如何检查整数或字符串，以及是否再次询问[Java]

Question

There are a bunch of threads throughout the internet on this but I can't make heads or tails of any of them.

As an assignment for an intro to Java course we have been tasked with making a handful of different programs, we were then given them back and told to make them idiot proof.

So for example, we have to use a program to determine what day of the week a random day of any random year will be, (ie Jan 1 2013 being a Tuesday)

I prompt for three things, Day, Year and Month, I want to make it so that if Day is contains a letter it sends back Invalid and prompts again.

Right now I have it set so that if day is an integer less than one or greater than 31 it asks again, so I don't have a problem with the range, just the NFE.

I have heard that I should use a

 Try
    {
    //...
    }
    catch{NumberFormatExcept nFE}

but I have no idea how to use that to re-prompt for what I an looking for

Here is a snippet of my code so far

             System.out.print("Enter the day of the month (1-31): ");
             int d = UserInput.nextInt();

            do
            {
                if(d < 1 || d > 31)
                {
                    System.out.print("That day is invalid, please enter a day between 1 and 31");
                    d = UserInput.nextInt();
                }
            }while(d < 1 || d > 31);

I tried making da string and using Integer.parseInt(); but that would just parse a into 1, I want to so something like if d.hasNextInt(); continue, but if it hasNextString() reprompt.

AKA

    String d;
    d = UserInput.nextLine();
    int dVar = Integer.parseInt(d);

I can't just throw an exception because the objective is to not crash but just prompt again.

Answer 1

Consider creating a method for reading in a valid integer.
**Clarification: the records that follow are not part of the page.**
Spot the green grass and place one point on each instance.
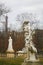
(15, 61)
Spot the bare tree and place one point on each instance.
(3, 9)
(32, 18)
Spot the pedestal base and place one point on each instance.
(10, 55)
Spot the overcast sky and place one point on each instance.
(21, 6)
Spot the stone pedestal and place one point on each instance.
(10, 51)
(10, 55)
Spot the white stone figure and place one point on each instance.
(30, 48)
(10, 48)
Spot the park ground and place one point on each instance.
(14, 61)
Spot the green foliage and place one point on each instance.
(15, 61)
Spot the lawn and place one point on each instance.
(15, 61)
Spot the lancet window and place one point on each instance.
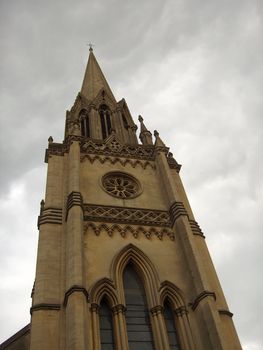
(84, 123)
(170, 326)
(105, 120)
(124, 120)
(106, 326)
(137, 315)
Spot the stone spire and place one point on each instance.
(94, 80)
(145, 134)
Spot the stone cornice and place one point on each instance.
(124, 230)
(50, 216)
(74, 289)
(139, 216)
(225, 312)
(117, 309)
(110, 147)
(196, 228)
(176, 210)
(201, 296)
(57, 149)
(156, 310)
(74, 199)
(16, 336)
(180, 311)
(44, 306)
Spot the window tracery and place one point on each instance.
(106, 326)
(138, 324)
(121, 185)
(105, 120)
(84, 123)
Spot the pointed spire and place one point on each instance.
(94, 79)
(145, 134)
(158, 140)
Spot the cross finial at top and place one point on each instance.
(90, 47)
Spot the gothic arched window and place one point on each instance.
(84, 122)
(137, 315)
(105, 120)
(124, 120)
(170, 326)
(106, 326)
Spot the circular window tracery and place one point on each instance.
(121, 185)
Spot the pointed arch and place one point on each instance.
(143, 266)
(103, 289)
(168, 291)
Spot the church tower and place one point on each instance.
(122, 263)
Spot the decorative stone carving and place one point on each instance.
(50, 216)
(113, 160)
(124, 230)
(93, 212)
(121, 185)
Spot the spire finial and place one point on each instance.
(90, 47)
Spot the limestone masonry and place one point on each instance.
(122, 263)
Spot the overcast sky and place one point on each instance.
(193, 70)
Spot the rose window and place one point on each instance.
(120, 185)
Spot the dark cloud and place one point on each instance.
(192, 69)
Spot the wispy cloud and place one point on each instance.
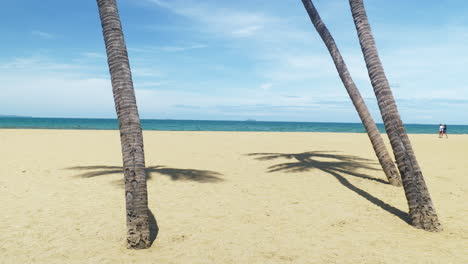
(43, 34)
(94, 55)
(167, 48)
(266, 86)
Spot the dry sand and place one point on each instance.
(62, 201)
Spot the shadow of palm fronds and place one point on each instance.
(320, 160)
(335, 165)
(202, 176)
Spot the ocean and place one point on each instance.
(208, 125)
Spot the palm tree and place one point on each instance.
(374, 135)
(421, 209)
(131, 137)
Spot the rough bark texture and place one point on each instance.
(138, 232)
(421, 209)
(383, 156)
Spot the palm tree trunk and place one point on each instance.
(421, 209)
(374, 135)
(131, 137)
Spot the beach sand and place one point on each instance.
(226, 197)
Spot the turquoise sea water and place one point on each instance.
(205, 125)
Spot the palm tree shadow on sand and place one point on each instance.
(202, 176)
(336, 165)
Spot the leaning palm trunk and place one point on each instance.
(374, 135)
(421, 209)
(131, 138)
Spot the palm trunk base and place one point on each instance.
(138, 236)
(425, 218)
(392, 174)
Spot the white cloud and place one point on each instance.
(43, 34)
(246, 31)
(157, 49)
(266, 86)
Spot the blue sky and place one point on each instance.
(233, 60)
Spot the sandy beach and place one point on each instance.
(226, 197)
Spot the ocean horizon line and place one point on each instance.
(216, 120)
(212, 125)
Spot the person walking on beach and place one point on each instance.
(441, 130)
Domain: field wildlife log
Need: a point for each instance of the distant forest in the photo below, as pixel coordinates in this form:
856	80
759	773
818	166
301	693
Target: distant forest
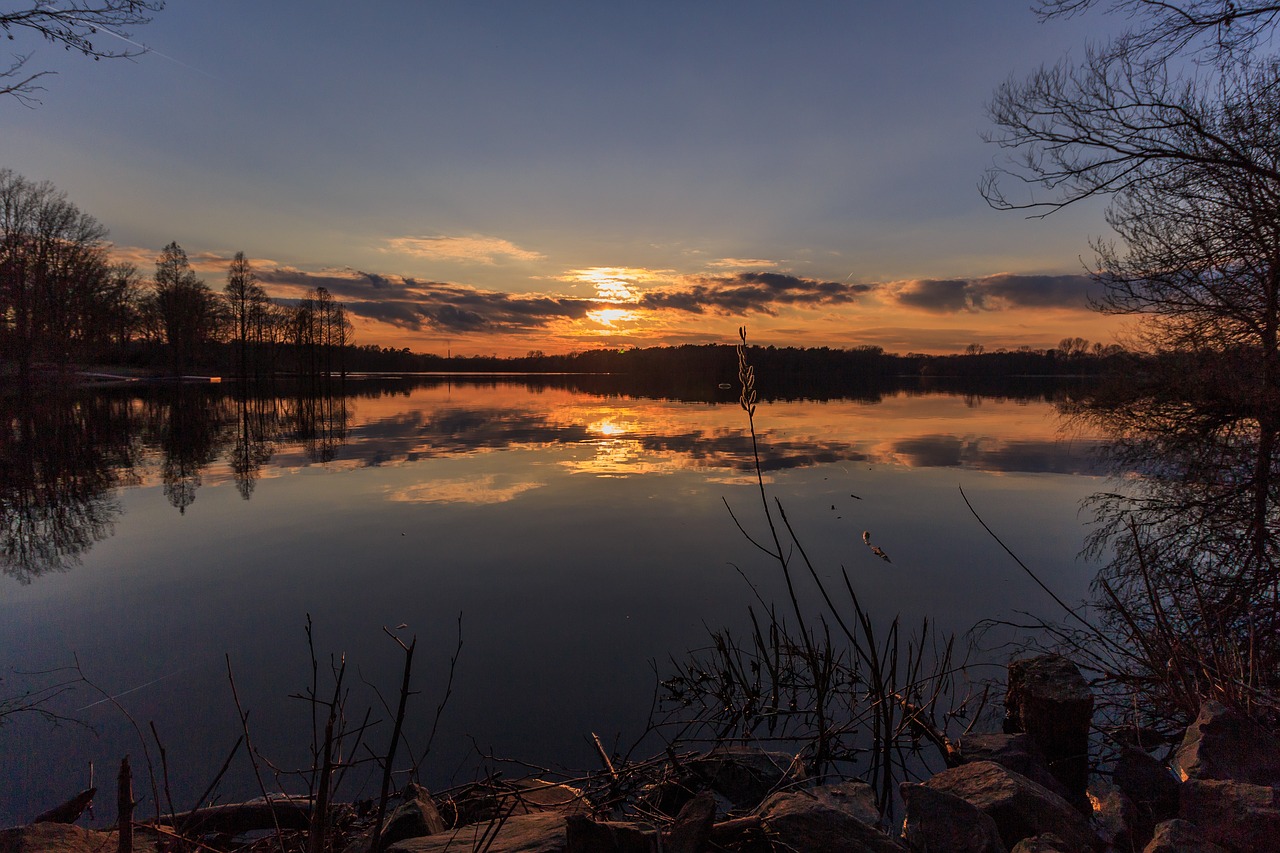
64	304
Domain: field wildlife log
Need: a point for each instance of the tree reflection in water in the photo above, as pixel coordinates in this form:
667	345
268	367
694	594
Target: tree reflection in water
60	459
1189	583
63	456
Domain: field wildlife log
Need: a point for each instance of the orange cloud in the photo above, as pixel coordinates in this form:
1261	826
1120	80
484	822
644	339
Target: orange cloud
470	250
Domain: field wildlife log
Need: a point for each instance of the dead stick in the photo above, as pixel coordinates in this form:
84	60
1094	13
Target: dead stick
376	843
604	757
124	807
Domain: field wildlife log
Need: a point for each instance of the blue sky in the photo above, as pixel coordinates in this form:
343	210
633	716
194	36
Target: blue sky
517	176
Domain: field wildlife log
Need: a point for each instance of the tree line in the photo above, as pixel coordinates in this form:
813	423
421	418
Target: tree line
63	301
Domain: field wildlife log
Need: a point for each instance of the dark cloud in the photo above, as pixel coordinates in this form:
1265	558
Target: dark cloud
752	292
945	296
986	454
412	304
995	293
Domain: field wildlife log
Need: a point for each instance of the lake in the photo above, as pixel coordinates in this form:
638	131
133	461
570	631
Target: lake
580	533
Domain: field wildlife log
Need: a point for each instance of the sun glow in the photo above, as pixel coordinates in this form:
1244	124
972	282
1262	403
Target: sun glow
611	316
608	428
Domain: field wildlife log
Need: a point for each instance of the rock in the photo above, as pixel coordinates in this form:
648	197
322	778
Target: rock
1019	807
1179	836
936	821
691	829
1014	751
745	775
67	838
1115	817
1151	788
586	835
1046	843
538	833
1239	816
828	819
1150	784
1050	699
69	811
487	801
1223	743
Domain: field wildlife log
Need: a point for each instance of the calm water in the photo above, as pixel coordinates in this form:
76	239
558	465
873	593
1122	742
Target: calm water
580	533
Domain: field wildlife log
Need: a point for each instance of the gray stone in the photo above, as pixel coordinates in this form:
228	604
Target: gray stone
1014	751
1115	817
68	838
691	829
936	821
1179	836
538	833
416	816
1050	699
586	835
822	819
1223	743
1046	843
1019	807
487	801
1239	816
1150	784
745	775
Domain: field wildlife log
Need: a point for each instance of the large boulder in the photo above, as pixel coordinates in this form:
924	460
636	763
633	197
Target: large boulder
1019	807
584	834
1050	699
1223	743
1239	816
1115	817
745	775
828	819
1150	784
416	816
1018	752
1179	836
1046	843
488	801
936	821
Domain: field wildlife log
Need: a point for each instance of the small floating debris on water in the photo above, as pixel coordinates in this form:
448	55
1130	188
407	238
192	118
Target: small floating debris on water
876	550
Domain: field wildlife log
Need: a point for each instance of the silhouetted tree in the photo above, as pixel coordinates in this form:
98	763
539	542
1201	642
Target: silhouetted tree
184	306
1219	30
246	302
54	295
74	24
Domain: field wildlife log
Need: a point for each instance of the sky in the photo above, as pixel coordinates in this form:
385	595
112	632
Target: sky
506	177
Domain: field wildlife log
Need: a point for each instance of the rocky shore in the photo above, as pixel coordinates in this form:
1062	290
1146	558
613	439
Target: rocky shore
1032	788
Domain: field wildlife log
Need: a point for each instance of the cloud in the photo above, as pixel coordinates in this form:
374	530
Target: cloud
485	489
471	250
415	305
741	263
999	292
750	292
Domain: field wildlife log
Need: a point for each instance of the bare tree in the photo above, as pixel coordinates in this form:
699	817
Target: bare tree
245	301
1221	30
53	273
76	24
184	305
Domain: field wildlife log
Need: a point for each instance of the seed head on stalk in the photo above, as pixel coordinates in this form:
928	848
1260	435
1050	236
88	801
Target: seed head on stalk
745	375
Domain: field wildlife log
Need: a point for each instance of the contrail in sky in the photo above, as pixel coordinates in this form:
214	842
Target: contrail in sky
144	48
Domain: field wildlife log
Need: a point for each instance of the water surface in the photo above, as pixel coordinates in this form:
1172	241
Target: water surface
584	534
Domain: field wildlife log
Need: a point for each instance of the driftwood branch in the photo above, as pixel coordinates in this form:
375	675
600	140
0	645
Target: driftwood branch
69	811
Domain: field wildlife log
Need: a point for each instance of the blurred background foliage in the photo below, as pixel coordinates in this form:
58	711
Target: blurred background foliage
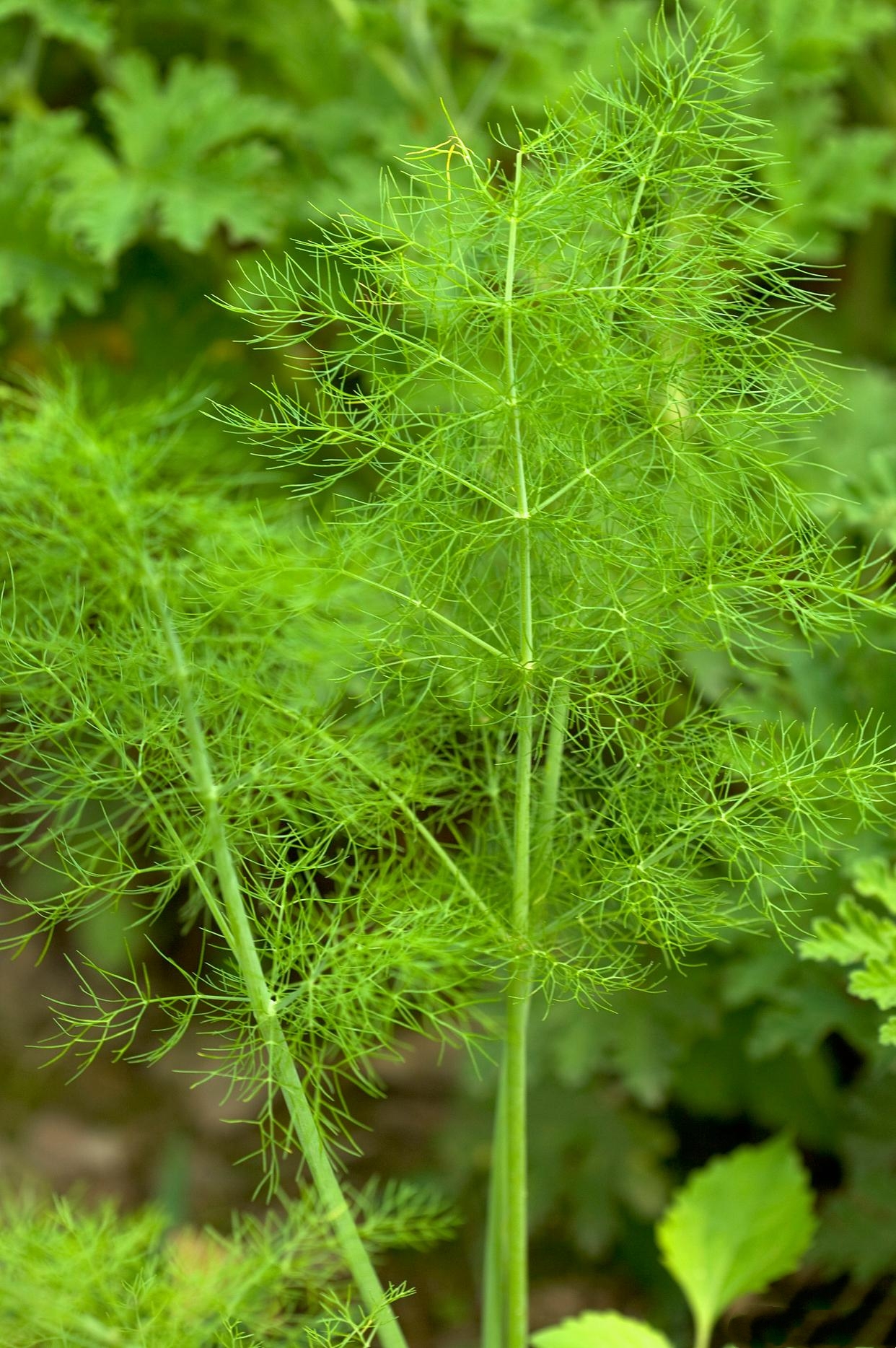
150	150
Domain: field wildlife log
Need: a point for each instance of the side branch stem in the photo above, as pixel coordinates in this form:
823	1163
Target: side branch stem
518	995
242	941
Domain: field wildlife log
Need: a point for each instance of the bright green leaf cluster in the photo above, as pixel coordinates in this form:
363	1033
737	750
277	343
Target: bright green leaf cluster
740	1223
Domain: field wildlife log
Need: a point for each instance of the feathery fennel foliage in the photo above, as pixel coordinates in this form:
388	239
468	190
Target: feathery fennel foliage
573	375
99	1278
448	743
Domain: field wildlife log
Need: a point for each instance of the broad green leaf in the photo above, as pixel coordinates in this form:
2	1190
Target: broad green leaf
600	1329
193	154
42	266
82	22
864	937
736	1225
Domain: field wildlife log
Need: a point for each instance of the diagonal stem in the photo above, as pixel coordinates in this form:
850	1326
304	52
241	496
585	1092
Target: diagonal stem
237	932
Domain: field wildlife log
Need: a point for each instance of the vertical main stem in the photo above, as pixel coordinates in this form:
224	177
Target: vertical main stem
284	1069
519	989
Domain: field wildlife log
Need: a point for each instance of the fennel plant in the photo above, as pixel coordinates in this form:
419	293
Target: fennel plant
442	743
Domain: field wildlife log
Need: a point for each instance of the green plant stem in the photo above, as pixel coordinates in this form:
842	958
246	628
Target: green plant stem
237	933
495	1264
518	992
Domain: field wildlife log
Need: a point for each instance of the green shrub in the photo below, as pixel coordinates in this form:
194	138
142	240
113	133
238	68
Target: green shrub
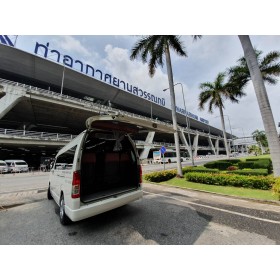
232	168
246	164
233	161
254	182
263	163
200	169
256	172
219	164
160	176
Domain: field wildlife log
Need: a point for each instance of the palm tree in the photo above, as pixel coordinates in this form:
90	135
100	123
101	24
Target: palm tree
264	105
215	93
156	46
260	137
269	67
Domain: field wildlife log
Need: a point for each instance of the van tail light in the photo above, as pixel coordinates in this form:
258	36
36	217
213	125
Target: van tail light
140	174
76	185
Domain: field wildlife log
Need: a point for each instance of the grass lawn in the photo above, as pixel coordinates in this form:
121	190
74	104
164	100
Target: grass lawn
234	191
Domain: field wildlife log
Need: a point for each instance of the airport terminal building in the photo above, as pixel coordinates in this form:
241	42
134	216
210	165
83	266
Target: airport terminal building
44	104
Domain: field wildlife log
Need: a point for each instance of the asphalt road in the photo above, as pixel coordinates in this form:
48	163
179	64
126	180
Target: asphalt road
164	216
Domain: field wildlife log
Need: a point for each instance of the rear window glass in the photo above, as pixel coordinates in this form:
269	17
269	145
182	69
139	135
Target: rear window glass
20	163
65	160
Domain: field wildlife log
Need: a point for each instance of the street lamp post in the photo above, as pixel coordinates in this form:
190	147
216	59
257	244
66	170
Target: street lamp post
230	131
62	82
187	121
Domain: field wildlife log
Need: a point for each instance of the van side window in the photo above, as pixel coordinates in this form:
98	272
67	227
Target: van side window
65	160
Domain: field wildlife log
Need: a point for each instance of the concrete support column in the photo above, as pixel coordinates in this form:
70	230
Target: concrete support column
147	146
195	145
10	99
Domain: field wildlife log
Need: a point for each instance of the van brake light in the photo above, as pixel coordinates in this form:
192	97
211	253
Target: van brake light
140	173
76	185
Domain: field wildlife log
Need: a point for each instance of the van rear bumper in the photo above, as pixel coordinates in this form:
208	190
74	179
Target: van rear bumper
98	207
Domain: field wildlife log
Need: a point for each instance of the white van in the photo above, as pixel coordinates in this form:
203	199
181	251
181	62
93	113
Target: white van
97	171
3	167
17	165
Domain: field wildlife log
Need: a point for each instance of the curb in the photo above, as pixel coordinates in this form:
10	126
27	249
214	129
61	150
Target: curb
272	202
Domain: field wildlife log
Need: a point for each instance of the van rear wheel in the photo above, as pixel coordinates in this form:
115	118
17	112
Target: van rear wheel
64	220
49	194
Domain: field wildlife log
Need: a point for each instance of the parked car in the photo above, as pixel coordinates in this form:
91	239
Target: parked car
97	171
3	167
17	165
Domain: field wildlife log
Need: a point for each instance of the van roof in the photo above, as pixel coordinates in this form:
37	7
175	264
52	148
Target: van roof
14	160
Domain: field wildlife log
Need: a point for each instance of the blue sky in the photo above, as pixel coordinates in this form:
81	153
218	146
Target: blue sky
206	58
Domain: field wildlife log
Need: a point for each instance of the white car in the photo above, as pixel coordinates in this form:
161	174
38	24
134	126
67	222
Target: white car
97	171
17	165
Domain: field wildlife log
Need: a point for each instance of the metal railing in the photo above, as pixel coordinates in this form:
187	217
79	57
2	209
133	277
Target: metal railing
36	135
91	105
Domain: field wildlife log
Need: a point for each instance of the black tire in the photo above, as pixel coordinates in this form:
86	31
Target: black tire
64	220
49	194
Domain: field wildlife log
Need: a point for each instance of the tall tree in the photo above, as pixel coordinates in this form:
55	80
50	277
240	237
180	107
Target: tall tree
263	101
156	47
260	137
269	66
216	93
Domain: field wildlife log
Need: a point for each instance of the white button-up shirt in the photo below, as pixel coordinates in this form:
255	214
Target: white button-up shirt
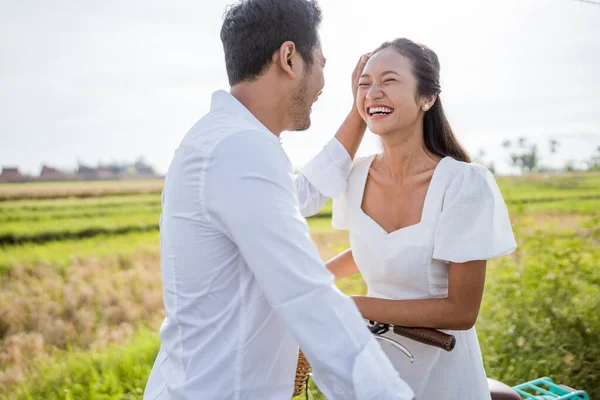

Pass this method the valid integer range. The method would attempt to read the value once and validate. If the method fails, return null , if it passes return the Integer . Call this method in a do-while loop until you get a non-null Integer .

Answer 2

It looks like you are using Scanner to get input. (By the way, in Java, it is conventional for variables to start with lower-case letters).

If that's the case, if you attempt to scan an int when there isn't one in the input, an InputMismatchException will be thrown. You avoid this by testing whether this will happen before you try to read the int .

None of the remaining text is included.